Es ist höchste Zeit, dass die tatsächliche Vielfalt von Identitäten akzeptiert wird, anstatt trans* und intergeschlechtliche Menschen in vorgegebene Raster zu pressen. Dabei soll das Verfahren für die Änderung der Vornamen und Berichtigung des Geschlechtseintrages deutlich vereinfacht und nur vom Geschlechtsempfinden des Antragstellers abhängig gemacht werden. Einen konkreten Vorschlag für ein Selbstbestimmungsgesetz hat die grüne Bundestagsfraktion bereits 2017 vorgelegt.

Zudem schlagen wir ein explizites Verbot von geschlechtszuweisenden oder –angleichenden medizinischen Eingriffen an den Genitalien oder Keimdrüsen vor, es sei denn, der Eingriff ist zur Abwendung einer lebensbedrohlichen Situation oder der Gefahr einer schwerwiegenden körperlichen Gesundheitsbeeinträchtigung des Kindes zwingend erforderlich.

Intergeschlechtliche Säuglinge und Kinder werden in Deutschland nach wie vor medizinisch nicht notwendigen Operationen und Behandlungen unterzogen, mit dem Ziel, ihre körperliche Erscheinung und Funktion mit den binären Geschlechterstereotypen in Einklang zu bringen. Das muss ein Ende haben.

Aus menschenrechtlicher Perspektive darf eine für den Lebensweg eines Menschen so hochsensible Entscheidung wie diejenige für irreversible medizinische Eingriffe zur Geschlechtszuweisung nicht ohne die Beteiligung der betroffenen Person selbst erfolgen.

Opfer entschädigen

Schließlich forderen wir, einen Entschädigungsfonds für die Opfer aus dem Kreis der transsexuellen und intergeschlechtlichen Personen zu errichten, deren körperliche Unversehrtheit verletzt wurde.
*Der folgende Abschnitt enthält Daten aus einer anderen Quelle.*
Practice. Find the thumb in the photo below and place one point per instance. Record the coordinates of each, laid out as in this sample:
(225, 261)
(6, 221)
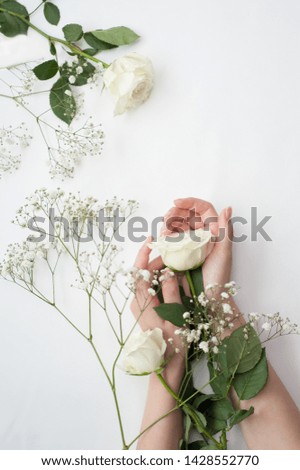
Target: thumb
(225, 235)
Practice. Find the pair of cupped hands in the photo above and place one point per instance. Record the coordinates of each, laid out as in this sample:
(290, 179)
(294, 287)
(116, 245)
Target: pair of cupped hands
(216, 268)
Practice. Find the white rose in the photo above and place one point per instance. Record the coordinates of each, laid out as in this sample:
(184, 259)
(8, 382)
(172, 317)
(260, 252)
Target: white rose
(144, 351)
(130, 81)
(181, 252)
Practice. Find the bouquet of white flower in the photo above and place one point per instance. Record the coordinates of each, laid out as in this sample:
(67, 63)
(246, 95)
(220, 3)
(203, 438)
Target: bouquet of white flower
(202, 321)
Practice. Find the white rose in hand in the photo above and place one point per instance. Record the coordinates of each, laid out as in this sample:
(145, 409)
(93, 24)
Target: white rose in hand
(144, 352)
(130, 81)
(185, 250)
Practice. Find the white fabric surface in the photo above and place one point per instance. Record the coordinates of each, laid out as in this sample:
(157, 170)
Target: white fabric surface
(222, 124)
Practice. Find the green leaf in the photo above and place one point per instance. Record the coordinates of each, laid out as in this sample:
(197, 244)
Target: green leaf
(90, 51)
(187, 427)
(171, 312)
(239, 416)
(215, 425)
(243, 354)
(221, 409)
(87, 70)
(201, 399)
(73, 32)
(46, 70)
(249, 384)
(219, 381)
(197, 278)
(62, 104)
(187, 302)
(52, 13)
(96, 43)
(199, 420)
(52, 49)
(210, 447)
(11, 25)
(117, 36)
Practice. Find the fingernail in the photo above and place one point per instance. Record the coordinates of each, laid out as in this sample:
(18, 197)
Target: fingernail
(178, 201)
(228, 213)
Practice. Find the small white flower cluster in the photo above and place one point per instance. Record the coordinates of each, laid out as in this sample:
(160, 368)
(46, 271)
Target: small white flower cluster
(99, 269)
(78, 71)
(273, 325)
(21, 80)
(205, 325)
(81, 213)
(13, 140)
(72, 146)
(20, 260)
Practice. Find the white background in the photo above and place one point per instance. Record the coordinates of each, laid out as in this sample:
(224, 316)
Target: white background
(222, 124)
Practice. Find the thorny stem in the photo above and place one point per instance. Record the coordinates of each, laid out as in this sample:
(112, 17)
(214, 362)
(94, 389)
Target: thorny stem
(187, 409)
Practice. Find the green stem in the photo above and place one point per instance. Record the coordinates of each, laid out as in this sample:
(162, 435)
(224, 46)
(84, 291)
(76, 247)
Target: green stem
(53, 39)
(187, 409)
(191, 284)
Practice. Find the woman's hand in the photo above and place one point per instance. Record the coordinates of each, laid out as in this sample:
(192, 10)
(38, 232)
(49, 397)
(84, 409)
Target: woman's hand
(143, 303)
(190, 214)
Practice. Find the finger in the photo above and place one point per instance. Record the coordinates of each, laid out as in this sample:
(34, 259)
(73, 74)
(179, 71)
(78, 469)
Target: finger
(156, 264)
(170, 290)
(142, 259)
(203, 208)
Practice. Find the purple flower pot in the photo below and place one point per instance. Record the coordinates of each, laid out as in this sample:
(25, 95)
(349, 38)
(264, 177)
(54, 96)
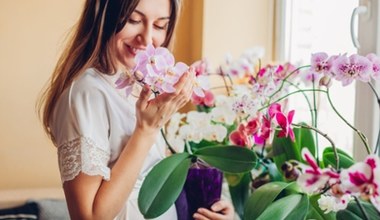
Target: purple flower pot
(203, 187)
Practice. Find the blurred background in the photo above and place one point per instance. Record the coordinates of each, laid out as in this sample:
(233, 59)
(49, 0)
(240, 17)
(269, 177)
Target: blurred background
(32, 35)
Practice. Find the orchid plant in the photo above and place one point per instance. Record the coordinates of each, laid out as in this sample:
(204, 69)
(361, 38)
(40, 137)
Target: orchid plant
(271, 163)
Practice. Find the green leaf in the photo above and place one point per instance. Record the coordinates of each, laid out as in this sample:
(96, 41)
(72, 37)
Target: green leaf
(353, 212)
(291, 207)
(204, 143)
(305, 138)
(262, 197)
(284, 149)
(231, 159)
(163, 185)
(240, 193)
(345, 161)
(315, 212)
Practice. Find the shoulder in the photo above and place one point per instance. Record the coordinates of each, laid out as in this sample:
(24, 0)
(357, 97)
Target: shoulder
(89, 83)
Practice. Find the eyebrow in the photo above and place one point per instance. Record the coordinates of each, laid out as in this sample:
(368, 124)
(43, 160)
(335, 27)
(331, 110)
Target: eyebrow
(142, 14)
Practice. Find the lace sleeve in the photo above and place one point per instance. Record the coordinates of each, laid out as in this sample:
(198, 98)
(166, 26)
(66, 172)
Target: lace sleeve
(82, 155)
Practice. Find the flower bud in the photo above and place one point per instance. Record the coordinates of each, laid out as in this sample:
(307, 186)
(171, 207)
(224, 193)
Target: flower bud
(139, 76)
(291, 170)
(325, 81)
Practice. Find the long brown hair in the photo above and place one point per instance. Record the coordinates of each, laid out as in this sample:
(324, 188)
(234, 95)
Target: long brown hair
(90, 46)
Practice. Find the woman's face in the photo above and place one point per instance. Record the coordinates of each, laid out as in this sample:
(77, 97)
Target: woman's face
(146, 25)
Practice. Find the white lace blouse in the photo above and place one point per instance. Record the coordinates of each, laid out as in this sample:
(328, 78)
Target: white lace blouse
(91, 124)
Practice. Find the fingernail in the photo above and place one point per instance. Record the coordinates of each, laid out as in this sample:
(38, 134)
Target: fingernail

Intergeschlechtliche Menschen, die in der Regel mehrfachen Operationen insbesondere im Säuglings- und Kindesalter unterzogen wurden, berichten, dass sie sich als Opfer von Verstümmelungen sehen und ihre Gefühle sowie traumatische Erlebnisse noch jahrzehntelang und sehr intensiv erleben.
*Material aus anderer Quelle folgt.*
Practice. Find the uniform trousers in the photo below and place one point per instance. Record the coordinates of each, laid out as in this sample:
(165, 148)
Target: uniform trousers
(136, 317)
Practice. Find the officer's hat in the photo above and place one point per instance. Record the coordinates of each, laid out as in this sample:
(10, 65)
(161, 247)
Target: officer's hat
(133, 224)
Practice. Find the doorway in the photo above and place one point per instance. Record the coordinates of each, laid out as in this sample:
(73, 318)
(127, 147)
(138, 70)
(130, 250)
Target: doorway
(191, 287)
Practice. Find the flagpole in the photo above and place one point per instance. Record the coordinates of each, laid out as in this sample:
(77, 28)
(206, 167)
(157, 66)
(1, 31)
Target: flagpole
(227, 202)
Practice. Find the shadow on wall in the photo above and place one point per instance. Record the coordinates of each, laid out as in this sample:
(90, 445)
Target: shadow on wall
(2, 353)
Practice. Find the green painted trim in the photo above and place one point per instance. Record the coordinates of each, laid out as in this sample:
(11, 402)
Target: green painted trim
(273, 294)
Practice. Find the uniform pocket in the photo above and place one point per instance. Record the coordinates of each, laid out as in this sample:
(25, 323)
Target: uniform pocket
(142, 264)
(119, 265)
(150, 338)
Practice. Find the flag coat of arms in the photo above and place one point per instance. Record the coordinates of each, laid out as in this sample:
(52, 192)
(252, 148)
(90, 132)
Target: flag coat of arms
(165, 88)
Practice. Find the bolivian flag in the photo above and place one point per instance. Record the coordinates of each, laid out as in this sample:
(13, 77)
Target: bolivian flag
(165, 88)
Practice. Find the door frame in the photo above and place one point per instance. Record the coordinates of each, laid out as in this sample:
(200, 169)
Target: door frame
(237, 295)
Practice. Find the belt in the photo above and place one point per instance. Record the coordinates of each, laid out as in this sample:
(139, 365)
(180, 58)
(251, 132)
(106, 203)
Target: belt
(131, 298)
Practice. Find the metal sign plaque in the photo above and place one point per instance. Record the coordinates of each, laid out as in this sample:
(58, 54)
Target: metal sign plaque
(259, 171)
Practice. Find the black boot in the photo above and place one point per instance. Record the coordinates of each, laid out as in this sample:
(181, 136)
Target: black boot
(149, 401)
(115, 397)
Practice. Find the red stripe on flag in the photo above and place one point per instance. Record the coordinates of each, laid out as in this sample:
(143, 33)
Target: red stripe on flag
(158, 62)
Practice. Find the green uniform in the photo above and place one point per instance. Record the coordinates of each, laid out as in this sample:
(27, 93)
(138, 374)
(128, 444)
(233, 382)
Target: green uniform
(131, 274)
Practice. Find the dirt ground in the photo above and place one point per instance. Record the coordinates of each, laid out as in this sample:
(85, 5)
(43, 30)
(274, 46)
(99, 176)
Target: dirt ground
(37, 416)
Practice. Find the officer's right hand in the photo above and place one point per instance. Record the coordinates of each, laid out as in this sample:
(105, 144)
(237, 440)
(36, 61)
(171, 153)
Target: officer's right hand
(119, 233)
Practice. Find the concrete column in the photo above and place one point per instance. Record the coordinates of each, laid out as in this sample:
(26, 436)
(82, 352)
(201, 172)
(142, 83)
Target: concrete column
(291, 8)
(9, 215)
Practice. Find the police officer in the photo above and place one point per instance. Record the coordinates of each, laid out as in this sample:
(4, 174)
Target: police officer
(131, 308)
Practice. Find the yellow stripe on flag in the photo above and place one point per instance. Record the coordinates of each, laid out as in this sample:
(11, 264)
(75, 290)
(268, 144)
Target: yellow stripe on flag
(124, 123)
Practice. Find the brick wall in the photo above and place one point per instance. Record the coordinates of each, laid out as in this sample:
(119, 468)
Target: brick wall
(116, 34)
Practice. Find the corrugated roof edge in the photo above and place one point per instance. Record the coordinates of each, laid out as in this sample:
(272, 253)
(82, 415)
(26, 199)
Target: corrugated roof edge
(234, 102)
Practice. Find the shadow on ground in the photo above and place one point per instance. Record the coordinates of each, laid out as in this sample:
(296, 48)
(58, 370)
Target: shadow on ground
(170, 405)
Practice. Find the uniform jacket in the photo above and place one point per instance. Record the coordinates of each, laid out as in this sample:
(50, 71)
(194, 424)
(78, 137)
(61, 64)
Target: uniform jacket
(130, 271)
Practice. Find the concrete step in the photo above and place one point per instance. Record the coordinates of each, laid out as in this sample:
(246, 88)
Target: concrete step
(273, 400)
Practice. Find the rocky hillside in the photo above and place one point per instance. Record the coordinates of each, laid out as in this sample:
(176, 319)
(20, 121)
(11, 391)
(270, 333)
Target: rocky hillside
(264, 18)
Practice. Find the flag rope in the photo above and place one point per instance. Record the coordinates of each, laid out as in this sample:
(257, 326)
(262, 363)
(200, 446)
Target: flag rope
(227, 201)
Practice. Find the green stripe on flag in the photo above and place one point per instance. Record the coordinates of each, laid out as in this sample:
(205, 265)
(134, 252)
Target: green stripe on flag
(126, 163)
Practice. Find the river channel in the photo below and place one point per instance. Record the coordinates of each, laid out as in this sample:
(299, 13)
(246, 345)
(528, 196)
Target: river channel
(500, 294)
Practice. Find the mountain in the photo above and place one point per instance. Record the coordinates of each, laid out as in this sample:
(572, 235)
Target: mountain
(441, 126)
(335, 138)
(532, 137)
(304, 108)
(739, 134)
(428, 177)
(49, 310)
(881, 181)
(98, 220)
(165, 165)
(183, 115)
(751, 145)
Transsexuelle mussten sich bis 2011 einer operativen Angleichung ihrer Genitale unterziehen, damit sie ihre kontrafaktische Geschlechtszuordnung anpassen durften. Das hat das Bundesverfassungsgericht als grundrechtswidrig kassiert. Für das geschehene Unrecht und insbesondere für die Verletzung körperlicher Unversehrtheit verdienen die Angehörigen beider Gruppen eine Entschädigung.

Selbstbestimmung für alle

Wegen des schlechten Gesetzes der Fraktionen CDU/CSU und der SPD bleiben unsere Forderungen aktuell. Deshalb werden wir in den nächsten Wochen einen Entwurf für ein modernes Selbstbestimmungsgesetz einbringen, damit jede Person nach ihrem Fasson und mit einem Geschlechtseintrag ihrer Wahl leben kann. Das nimmt doch niemanden etwas weg.